昨日、3月はじめに手がけた仕事が手許に届きました。
主に語学学校などで使われる、中国語のテキストの表紙デザインが2册。
1册はシンプルにとの注文でしたが、この「シンプルに」というのは意外に難しい。
もう1册は、メインは日本語タイトルで、中国語(フォントがないので、作字します)と、ローマ字の発音読みのものを組み合わせて、さらに本文で使用のイラストを入れて…楽しい雰囲気にしてください。というオーダー。
「シンプル」も「楽しく」も非常にどちらも感覚的なものに変りはないのですが、そんな感覚をヴュジュアルで提案していくという何とも感覚的な仕事であります。付け加えると、当然私は中国語ができません…。

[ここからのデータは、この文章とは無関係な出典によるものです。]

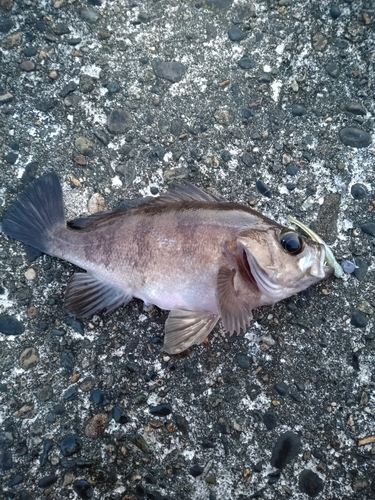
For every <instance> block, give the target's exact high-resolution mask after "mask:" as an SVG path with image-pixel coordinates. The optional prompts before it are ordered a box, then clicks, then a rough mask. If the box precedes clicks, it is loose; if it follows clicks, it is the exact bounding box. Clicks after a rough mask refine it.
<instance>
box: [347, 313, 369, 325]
mask: <svg viewBox="0 0 375 500" xmlns="http://www.w3.org/2000/svg"><path fill="white" fill-rule="evenodd" d="M367 323H368V317H367V316H366V314H365V313H363V312H361V311H355V312H354V313H353V314H352V317H351V319H350V324H351V325H353V326H355V327H357V328H365V327H366V326H367Z"/></svg>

中国語で思い出すのは、十数年前に事務所にアルバイトに来ていた中国人のことです。
彼は上海から語学の勉強に来ていた画家でした。覚えたてのカタコトの日本語でコミュニケーションをとるのに四苦八苦していた時に、私たちがとった意思疎通は「漢字」でした。
ボディランゲージよりも何よりも、紙に書いた漢字の一文字で、意味がわかってしまう。漢字とはなんと素晴らしいヴュジュアルコミュニケーションツールなのでしょう!

かつてグラフィックデザインのことは、視覚伝達デザインと呼ばれていました。
視覚伝達はヴュジュアルコミュニケーションとも訳されていますが、グラフィックという言葉事体も、絵画や写真のような“絵”を指すばかりでなく、記号や図象などの意味までを含んでいます。
大先輩のデザイナーからは、グラフィックの語源には、指示とか指定、つまりディレクションの意を含んでいたとも伝え聞きました。

しかし現実は、グラフィックデザインとは、web以外の印刷物の総称として、あるいは見栄えのことのように認識されていることが常のようです。実際に辞書などで引いても、
「主に印刷で大量生産される、絵画や写真を用いた広告やポスターなどを指す云々…」
という解説が殆どです。商業デザインなら、まだ許される範疇ですが、
「印刷によって大量に複製されるデザイン」、
などと表記されているのには本当にがっかりで、グラフィックデザインが、何故、印刷デザイン(プリンティングデザイン)と呼ばれていないかなどと、到底考えるに及ばないのだなぁと、思います。

グラフィックデザインという言葉の見栄えだけが残って、真意がどこかに置き去りにされてしまったら、何のためのデザインなのを見失っていくのではないかと、相変わらず危惧しているのです。